To add to Drutman’s (and Jack Santucci’s and Shugart’s and mine) call for PR, yesterday Dennis Lytton published a piece at Liberal Currents: Proportional Representation Would Fix That. I would recommend it in full (and I am sure the fact that my work is cited and that Shugart and I are quoted has nothing to do with my recommendation!).
Lytton sets the stage thusly.
Republicans made constitutional hardball their mission under Obama and Biden. The new 21st century filibuster became a norm. The Supreme Court began to erode long established civil and voting rights protections.
All the while simple statutory or rules fixes—principally filibuster elimination and Supreme Court expansion—could have been undertaken under the trifectas that each Democratic president since the end of the Cold War enjoyed during their first two years.
But we told ourselves that the norms will hold. McConnell will allow Obama to appoint Scalia’s replacement. After he didn’t, we told ourselves that if we did expand the Supreme Court or get rid of the filibuster that after our inevitable loss in the future that the Republicans would get back at us.
Republicans are doing far worse now. They had no need to get rid of the filibuster because they have no lawful agenda that could command a majority. Russ Vought and DOGE have shown that Congress is not needed in MAGA’s authoritarian politics. Republicans still, for now, claim to require Congress to enact budget appropriations. Hence the Big Beautiful Bill, which was a staggering give away of power to the executive branch. Congress has prostrated itself before Trump’s authoritarian push. Norms haven’t saved us. It’s time we saved ourselves.
To move beyond reforms to the electoral system, I would note Paul Waldman’s piece at Public Notice: This is a crisis of democracy. What will Dems do about it?
the Democratic Party has to become something it has not been in the past. Its collection of careful legislators and cautious campaigners must be reborn as bold, aggressive, creatively ruthless warriors willing to take steps they never contemplated before.
This may be a fantasy, but I also think it’s what has to happen. To my point above about things not going back to normal, and to Drutman’s point about simply cycling through a doom loop, reform has to be on the agenda. As one of Waldman’s sub-heads notes, “Procedural aggression is required.”
He specifically focuses on Supreme Court reform, which is vital lest any legislative reform simply be, dare I say, 86’ed by the Court.
If the Trump administration, and SCOTUS for that matter, has demonstrated anything, it is that we can and should re-evaluate how things work in Washington. Moreover, fear that there will be further constitutional hardball down the line is not a good reason not to act when the chance provides itself, as it should be clear by now that the GOP will push the limits regardless of what the Democrats do.

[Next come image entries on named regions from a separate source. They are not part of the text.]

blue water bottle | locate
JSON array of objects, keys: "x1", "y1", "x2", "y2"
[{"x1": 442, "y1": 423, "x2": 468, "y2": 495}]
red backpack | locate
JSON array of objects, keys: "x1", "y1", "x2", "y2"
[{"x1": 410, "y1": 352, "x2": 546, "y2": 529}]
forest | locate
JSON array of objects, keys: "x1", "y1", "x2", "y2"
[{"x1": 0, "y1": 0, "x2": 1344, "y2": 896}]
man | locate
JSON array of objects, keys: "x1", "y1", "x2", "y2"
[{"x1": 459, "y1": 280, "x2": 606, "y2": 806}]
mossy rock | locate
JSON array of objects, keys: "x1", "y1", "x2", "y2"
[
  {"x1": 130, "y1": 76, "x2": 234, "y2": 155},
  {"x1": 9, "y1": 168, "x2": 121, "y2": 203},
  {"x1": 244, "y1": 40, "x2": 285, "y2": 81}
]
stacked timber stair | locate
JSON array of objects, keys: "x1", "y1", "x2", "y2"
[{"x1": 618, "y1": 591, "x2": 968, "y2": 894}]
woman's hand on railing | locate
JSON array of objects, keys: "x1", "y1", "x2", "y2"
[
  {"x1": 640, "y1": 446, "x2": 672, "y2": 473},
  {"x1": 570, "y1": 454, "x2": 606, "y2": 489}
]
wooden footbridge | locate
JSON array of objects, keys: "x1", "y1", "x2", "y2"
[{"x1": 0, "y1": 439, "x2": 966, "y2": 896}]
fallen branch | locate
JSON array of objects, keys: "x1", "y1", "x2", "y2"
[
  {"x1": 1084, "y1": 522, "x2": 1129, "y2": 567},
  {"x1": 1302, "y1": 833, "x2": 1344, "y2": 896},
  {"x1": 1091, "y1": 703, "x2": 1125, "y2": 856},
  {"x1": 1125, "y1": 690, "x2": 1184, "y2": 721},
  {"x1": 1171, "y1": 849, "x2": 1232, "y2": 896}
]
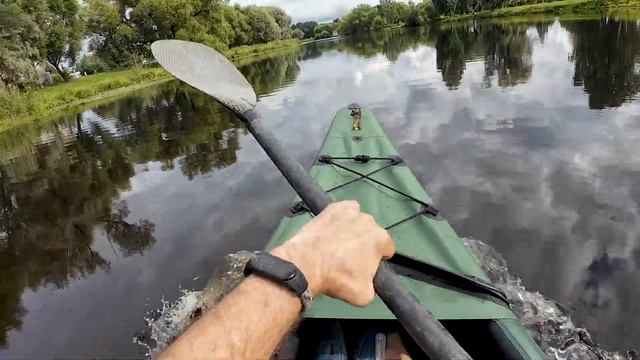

None of this is a good and happy thing, by the way, but Drutman is right: if there isn’t some serious move towards reforms, we will be thoroughly eugolizing the old system quite soon.
I know I have beaten these drums here for a very long time, perhaps to the point of being tiresome, but I don’t plan to stop, both here and anywhere I can find a stage.
I’m pessimistic today. Fixing the problems will require structural changes. I’m not at all sure that the US will survive the processes necessary for structural changes intact.
Count me among the pessimists. I look at who is elected to congress and I don’t see anyone who can lead such a charge and fewer that are even willing followers. My fear for the next Dem trifecta is that the interest groups will be back out of the woodwork, promoting the same tired (and mostly unpopular) programs.
At minimum, I’d like to see a doubling of the size of the house, along with a mechanism for it to grow with population growth. Better yet would be proportional representation. Then increase the size of the Supreme Court and explore a rotation of members that hear particular cases.
Edit: Good news though, is with the changes, I qualify for Canadian citizenship!